The global spread of COVID-19 has increased the likely global economic shock as more regions go into lockdown mode to contain the virus. Going against the grain, in China local governments are relaxing criteria for factories to reopen while top leaders urge businesses to work to prevent an economic slump. Indicators such as traffic congestion, coal production, and electricity usage have begun to move higher as businesses restart but there is the fear that the virus will spread further within China as migrants return to work. Factories report that many workers are still missing, so for many a return to production will be only on a limited scale.
After the weekend reports of the spreading virus across the world, risk appetite weakened as markets opened. In Asia, Korea’s Kospi index was one of the hardest hit, down nearly 4%, while the Euro Stoxx 600 fell by 3.8%, with Italy the hardest hit, down 5.4%. The US S&P500 is currently down just over 3%, while the Nasdaq’s losses are approaching 4%.
The asset allocation to safer assets sees lower global bond rates across the world. US Treasury rates are down 9-12bps. The 30-year rate is at a fresh record low of 1.82%, while the 10-year rate is down to 1.36%, within spitting distance of the record low of 1.318% set mid-2016 when the Fed Funds rate was closer to zero. The market fully prices a 25bps Fed rate cut by June and a second cut by November. European bond rates moved deeper into negative territory, with Germany’s 10-year Bund down 5bps to minus 0.48%. The market ignored the better than expected IFO survey of business expectations, deeming it out of date in preceding the impact of COVID-19.
Yesterday, NZ’s swaps curve showed a flattening bias with the 2-year rate down 4bps to 1.00% and the 10-year rate down 6bps to 1.32%. Downside pressure on rates can be expected today, with the Australian 10-year bond future showing an implied fall of 2-3bps in yield since the NZ close. While the market continued to ramp up expectations of some monetary policy easing, easier fiscal policy as the government proposes is a better way to respond to the supply shock delivered by COVID-19.

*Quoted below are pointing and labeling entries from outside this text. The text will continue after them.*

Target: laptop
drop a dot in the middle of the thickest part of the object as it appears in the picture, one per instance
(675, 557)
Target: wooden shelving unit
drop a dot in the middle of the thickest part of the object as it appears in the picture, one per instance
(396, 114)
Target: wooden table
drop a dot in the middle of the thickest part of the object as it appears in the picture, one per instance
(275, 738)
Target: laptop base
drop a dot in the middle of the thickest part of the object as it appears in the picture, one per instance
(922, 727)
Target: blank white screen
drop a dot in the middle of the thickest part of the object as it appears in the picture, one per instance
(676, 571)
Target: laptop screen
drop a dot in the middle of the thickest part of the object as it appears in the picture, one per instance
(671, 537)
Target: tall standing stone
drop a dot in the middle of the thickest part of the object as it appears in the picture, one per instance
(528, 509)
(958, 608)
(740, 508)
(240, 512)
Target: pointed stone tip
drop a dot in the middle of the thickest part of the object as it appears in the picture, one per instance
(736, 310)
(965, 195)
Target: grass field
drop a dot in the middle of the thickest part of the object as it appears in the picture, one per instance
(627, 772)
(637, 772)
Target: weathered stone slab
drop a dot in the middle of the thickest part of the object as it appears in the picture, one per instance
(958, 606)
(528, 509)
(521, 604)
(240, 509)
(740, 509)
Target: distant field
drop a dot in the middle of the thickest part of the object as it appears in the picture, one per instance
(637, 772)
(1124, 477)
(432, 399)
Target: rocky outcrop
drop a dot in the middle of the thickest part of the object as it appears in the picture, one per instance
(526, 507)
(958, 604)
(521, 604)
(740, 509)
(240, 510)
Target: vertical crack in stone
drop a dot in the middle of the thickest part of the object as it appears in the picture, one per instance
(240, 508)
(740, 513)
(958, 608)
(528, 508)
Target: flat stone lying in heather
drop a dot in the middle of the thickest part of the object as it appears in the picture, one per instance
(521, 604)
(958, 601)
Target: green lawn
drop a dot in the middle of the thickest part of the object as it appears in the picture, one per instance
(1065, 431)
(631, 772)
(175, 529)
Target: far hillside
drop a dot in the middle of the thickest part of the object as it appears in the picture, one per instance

Currency movements have been fairly restrained in the context of moves seen in equity and bond markets. Last week JPY lost its safe-haven characteristics, but it has proven to be only a temporary leave of absence, with USD/JPY down 1.1% to 110.40. The NZD found support near last week’s low just above 0.6300 and has recovered to 0.6350, back to where it ended last week. The AUD has followed a similar track and is back above 0.66 after a dip yesterday morning to 0.6585. Short-covering has likely helped support EUR, nudging higher to 1.0870, while GBP has been on the weak side, down 0.2% to 1.2940. CAD has also been on the soft side, not helped by oil prices tumbling over 5% – Brent crude is back down to a USD55 handle.
Trading for the rest of the week is likely to be dominated by newsflow on the coronavirus. And on current trends of spreading, the news is likely to get worse before getting better, keeping risk sentiment in check.